O Estado de S. Paulo

Assombro antropofág­ico no palco

Mesmo sem sabor de novidade, ‘O Rei da Vela’ surpreende ao traçar acurado retrato da atual crise brasileira

- Maria Eugênia de Menezes ESPECIAL PARA O ESTADO

COM RITMO E HUMOR AFIADO, ENCENAÇÃO RESSALTA PERSPICÁCI­A DO TEXTO.

Pode-se rever um filme, um quadro, um livro. Mas uma peça, cerrada a cortina, desaparece. Ficam os registros, mas não a obra de arte em si. Não existe meio de se conhecer os espetáculo­s do passado nem de guardar as grandes realizaçõe­s do nosso tempo para o futuro. O que a versão em cartaz de O Rei da Vela desafia, de certa maneira, é essa intrínseca fugacidade do teatro.

Passados 50 anos de sua estreia, o que assistimos agora no Sesc Pinheiros não é propriamen­te uma nova montagem do texto de Oswald de Andrade, mas uma recriação da encenação de 1967. Ao tomar a decisão de resgatar em minúcias o cenário de Helio Eichbauer e de manter Renato Borghi no papel do protagonis­ta Abelardo, cria-se a sensação de que existe uma chance de reviver a experiênci­a histórica do Teatro Oficina.

Obviamente, é impossível retomar o impacto original. A obra veio coroar a trajetória fulgurante de José Celso Martinez Corrêa na década de 1960, firmava seu lugar como mais importante diretor da época e, por fim, vinha apresentar Oswald de Andrade aos tropicalis­tas – o que nos legou uma ampla e conhecida herança. O contato com o sarcasmo e a crítica demolidora do autor deu a Gilberto Gil, Caetano Veloso, Rogério Duprat e Os Mutantes a munição necessária para apontarem suas armas não apenas contra o imperialis­mo americano, mas diretament­e para a hipocrisia da burguesia nacional.
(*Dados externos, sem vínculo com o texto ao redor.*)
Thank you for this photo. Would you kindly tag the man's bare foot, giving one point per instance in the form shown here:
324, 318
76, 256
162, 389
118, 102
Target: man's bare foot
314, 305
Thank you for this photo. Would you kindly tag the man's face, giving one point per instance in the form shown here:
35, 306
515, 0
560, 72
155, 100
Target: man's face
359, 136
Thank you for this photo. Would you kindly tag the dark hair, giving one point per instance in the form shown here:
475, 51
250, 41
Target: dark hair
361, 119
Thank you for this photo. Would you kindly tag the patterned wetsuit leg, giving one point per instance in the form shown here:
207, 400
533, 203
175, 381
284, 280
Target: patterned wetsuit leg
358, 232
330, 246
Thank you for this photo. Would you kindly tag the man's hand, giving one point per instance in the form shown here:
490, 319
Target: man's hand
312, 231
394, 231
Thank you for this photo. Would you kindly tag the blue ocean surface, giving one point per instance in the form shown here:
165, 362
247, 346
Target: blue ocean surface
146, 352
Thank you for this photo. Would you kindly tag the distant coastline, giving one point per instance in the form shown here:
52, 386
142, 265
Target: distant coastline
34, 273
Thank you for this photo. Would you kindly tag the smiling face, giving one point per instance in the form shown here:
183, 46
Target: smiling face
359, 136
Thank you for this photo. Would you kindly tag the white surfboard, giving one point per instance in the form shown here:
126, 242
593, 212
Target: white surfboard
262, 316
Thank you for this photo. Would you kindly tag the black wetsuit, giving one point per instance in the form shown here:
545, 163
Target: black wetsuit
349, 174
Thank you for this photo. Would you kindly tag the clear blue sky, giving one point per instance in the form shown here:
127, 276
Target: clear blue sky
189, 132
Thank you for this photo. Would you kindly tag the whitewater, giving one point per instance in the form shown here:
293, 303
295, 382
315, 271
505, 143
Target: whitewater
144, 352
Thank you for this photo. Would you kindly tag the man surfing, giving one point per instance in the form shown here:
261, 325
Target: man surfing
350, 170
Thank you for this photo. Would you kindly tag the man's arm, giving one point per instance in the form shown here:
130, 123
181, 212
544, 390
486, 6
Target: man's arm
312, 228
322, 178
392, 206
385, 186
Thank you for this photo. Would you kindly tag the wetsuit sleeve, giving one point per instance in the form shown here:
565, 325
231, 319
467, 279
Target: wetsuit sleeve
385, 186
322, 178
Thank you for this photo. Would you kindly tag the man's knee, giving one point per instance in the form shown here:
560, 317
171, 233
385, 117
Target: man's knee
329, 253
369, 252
Mesmo sem sabor de novidade, O Rei da Vela consegue ser mais do que um passeio ao passado. Ainda que tenha tom de manifesto – foi escrito em 1933, no calor da quebra da Bolsa de Nova York – o texto de Oswald cresce pela multiplici­dade de contradiçõ­es que aponta. Retratava-se, então, a queda da aristocrac­ia cafeeira, que vinha dar espaço à ascensão da burguesia. Abelardo 1º é um agiota que, para legitimar sua riqueza e lugar na sociedade, quer se casar com Heloísa de Lesbos, aristocrat­a falida. Nesse xadrez, os peões no tabuleiro se alteram, mas não o jogo. A classe que está no poder continua a se portar como predadora, pronta a depauperar o País. O enredo soa como uma paródia, carnavaliz­ada, do que escreveu Lampedusa, no romance O Leopardo: “Se quere- mos que tudo continue como está, é preciso que tudo mude”. Máxima, aliás, que o noticiário insiste em reiterar diariament­e.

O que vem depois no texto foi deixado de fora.